Stefan Jenkins

Code, Math, & Science

Grouping by Regex in Oracle PL/SQL

29 Mar 2020

With Oracle PL/SQL you can use built in regular expression functions to match query results using SELECT statements. More on that documentation can be found here in the oracle reference documentation.

This entry will use the REGEX_SUBSTR() function to find strings that match the given pattern. To group by substring results, a nested select statement is used to refer to the named column. As a reference we will use Oracle’s built in HR schema Employee table.

As an example we can determine the maximum salary for each department using only the JOB_ID field:

1. Explore the data

  SELECT FIRST_NAME, LAST_NAME, JOB_ID, SALARY FROM Employees;
  


FIRST_NAME LAST_NAME JOB_ID SALARY
Steven King AD_PRES 24000
Neena Kochhar AD_VP 17000
Lex De Haan AD_VP 17000
Alexander Hunold IT_PROG 9000
Bruce Ernst IT_PROG 6000
David Austin IT_PROG 4800
Valli Pataballa IT_PROG 4800
... ... ... ...


2. Use a nested select statement to extract the department from JOB_ID and calculate the maximum salary by department using a GROUP BY clause.
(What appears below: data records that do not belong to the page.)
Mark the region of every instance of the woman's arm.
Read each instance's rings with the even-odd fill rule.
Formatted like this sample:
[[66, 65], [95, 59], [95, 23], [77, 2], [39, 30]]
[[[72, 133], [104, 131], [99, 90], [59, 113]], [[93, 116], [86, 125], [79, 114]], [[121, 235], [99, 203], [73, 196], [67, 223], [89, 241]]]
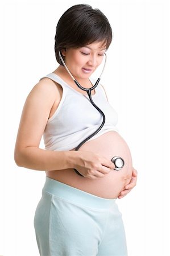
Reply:
[[124, 189], [121, 191], [120, 193], [118, 199], [121, 199], [121, 198], [126, 196], [128, 193], [129, 193], [132, 188], [134, 188], [136, 185], [137, 182], [137, 177], [138, 177], [138, 172], [137, 171], [133, 168], [133, 172], [132, 174], [131, 179], [130, 181], [130, 183], [125, 186]]
[[74, 168], [78, 151], [53, 151], [39, 148], [49, 113], [59, 91], [53, 81], [44, 79], [27, 96], [21, 115], [15, 147], [18, 166], [40, 171]]

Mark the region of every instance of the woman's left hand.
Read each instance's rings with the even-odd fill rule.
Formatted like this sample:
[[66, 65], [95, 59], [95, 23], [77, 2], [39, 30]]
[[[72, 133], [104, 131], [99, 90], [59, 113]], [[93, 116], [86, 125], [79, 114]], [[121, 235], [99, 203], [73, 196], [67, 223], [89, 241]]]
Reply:
[[129, 193], [132, 190], [132, 189], [136, 185], [138, 172], [134, 168], [134, 167], [132, 167], [132, 168], [133, 171], [132, 174], [131, 179], [129, 184], [125, 187], [124, 190], [123, 190], [119, 193], [118, 196], [119, 199], [121, 199], [125, 196], [126, 196], [126, 195], [128, 194], [128, 193]]

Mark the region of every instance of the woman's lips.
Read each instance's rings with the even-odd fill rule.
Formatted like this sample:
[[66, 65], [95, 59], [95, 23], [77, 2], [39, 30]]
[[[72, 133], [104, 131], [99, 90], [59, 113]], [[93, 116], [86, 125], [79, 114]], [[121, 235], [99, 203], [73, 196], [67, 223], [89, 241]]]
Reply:
[[90, 69], [89, 68], [82, 68], [82, 72], [84, 73], [85, 73], [86, 74], [90, 73], [92, 71], [92, 69]]

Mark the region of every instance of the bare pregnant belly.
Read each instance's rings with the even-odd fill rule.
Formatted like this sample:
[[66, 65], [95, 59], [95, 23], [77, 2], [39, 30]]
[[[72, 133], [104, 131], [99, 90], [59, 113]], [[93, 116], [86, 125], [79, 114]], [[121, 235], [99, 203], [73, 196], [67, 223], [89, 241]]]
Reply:
[[110, 160], [113, 156], [121, 156], [125, 166], [119, 171], [111, 171], [103, 177], [94, 180], [81, 176], [71, 168], [47, 171], [47, 176], [101, 197], [117, 198], [129, 183], [132, 171], [131, 155], [126, 142], [118, 133], [111, 131], [87, 141], [78, 150], [81, 150], [94, 152]]

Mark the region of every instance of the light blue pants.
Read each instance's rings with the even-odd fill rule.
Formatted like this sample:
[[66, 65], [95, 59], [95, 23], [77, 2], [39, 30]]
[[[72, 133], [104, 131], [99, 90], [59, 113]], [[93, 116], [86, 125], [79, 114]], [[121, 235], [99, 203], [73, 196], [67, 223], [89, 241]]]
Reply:
[[46, 177], [34, 217], [40, 255], [127, 256], [115, 201]]

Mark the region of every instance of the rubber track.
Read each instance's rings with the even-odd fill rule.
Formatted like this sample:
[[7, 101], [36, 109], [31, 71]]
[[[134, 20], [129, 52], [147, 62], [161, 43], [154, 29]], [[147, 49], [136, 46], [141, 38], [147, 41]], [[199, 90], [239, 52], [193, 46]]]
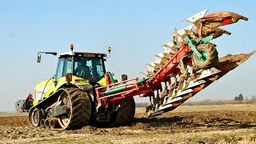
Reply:
[[135, 114], [135, 102], [133, 97], [123, 100], [118, 110], [118, 114], [113, 126], [127, 126], [132, 123]]
[[79, 129], [88, 124], [91, 115], [91, 103], [86, 92], [78, 88], [64, 88], [72, 102], [72, 117], [67, 130]]

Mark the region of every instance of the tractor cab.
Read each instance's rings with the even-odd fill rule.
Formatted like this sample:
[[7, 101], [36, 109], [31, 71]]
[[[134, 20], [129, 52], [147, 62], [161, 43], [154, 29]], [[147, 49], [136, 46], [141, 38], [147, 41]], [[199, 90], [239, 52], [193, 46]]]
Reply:
[[[72, 55], [73, 54], [73, 55]], [[106, 73], [104, 60], [106, 54], [88, 52], [66, 52], [59, 54], [55, 78], [73, 75], [96, 84]]]

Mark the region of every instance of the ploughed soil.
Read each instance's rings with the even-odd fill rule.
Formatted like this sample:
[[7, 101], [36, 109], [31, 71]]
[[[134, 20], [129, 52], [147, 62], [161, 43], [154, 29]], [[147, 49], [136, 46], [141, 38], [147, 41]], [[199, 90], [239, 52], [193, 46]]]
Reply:
[[[222, 143], [236, 142], [239, 139], [229, 142], [227, 138], [210, 139], [213, 132], [226, 132], [228, 137], [237, 133], [246, 134], [250, 142], [256, 142], [256, 111], [192, 111], [169, 112], [156, 118], [148, 119], [144, 113], [137, 112], [131, 126], [121, 127], [84, 126], [75, 130], [50, 130], [47, 129], [31, 128], [29, 126], [27, 116], [11, 115], [0, 117], [0, 142], [16, 143], [37, 142], [74, 142], [80, 143], [190, 143], [206, 142]], [[202, 135], [202, 140], [196, 139], [197, 135]], [[207, 135], [208, 134], [208, 135]], [[206, 134], [206, 136], [203, 136]], [[224, 134], [224, 135], [226, 133]], [[194, 136], [193, 136], [194, 135]], [[210, 135], [210, 136], [209, 136]], [[206, 139], [205, 138], [209, 138]], [[101, 139], [99, 139], [101, 138]], [[214, 137], [215, 138], [215, 137]], [[242, 137], [241, 137], [242, 138]], [[54, 140], [50, 140], [54, 138]], [[59, 139], [58, 139], [59, 138]], [[66, 140], [63, 140], [63, 138]], [[71, 139], [70, 139], [71, 138]], [[72, 139], [73, 138], [73, 139]], [[104, 139], [103, 139], [104, 138]], [[55, 141], [56, 140], [56, 141]], [[62, 140], [62, 141], [59, 141]], [[240, 139], [241, 140], [241, 139]], [[201, 142], [202, 141], [202, 142]]]

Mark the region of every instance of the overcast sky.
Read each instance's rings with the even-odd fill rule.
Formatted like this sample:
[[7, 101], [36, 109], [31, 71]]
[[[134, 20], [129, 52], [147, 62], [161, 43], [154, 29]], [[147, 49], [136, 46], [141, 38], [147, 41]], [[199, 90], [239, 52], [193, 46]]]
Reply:
[[[249, 18], [225, 26], [232, 34], [214, 40], [220, 56], [256, 50], [254, 1], [0, 1], [0, 111], [14, 110], [17, 100], [54, 74], [58, 58], [42, 55], [38, 64], [38, 51], [69, 51], [71, 42], [78, 51], [106, 52], [111, 46], [107, 70], [118, 79], [122, 74], [141, 77], [174, 28], [188, 26], [184, 19], [206, 8], [208, 14], [226, 10]], [[193, 99], [256, 95], [255, 60], [254, 55]]]

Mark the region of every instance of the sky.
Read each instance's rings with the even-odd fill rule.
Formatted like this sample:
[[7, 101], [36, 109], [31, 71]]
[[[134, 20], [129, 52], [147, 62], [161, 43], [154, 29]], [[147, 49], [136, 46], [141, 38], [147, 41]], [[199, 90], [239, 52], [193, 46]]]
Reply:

The pattern ‘^\w{2}’ means to select the first two alphabet characters at the start of the string.

  SELECT DEPARTMENT, MAX(SALARY) FROM (

      SELECT
          REGEXP_SUBSTR(JOB_ID,'^\w{2}') "DEPARTMENT",
          SALARY
      FROM Employees)

  GROUP BY DEPARTMENT;
  


DEPARTMENT MAX(SALARY)
FI 12008
ST 8200
HR 6500
AD 24000
SA 14000
MK 13000
PR 10000
AC 12008
IT 9000
PU 11000
SH 4200

A useful tool for checking regular expressions is regex101.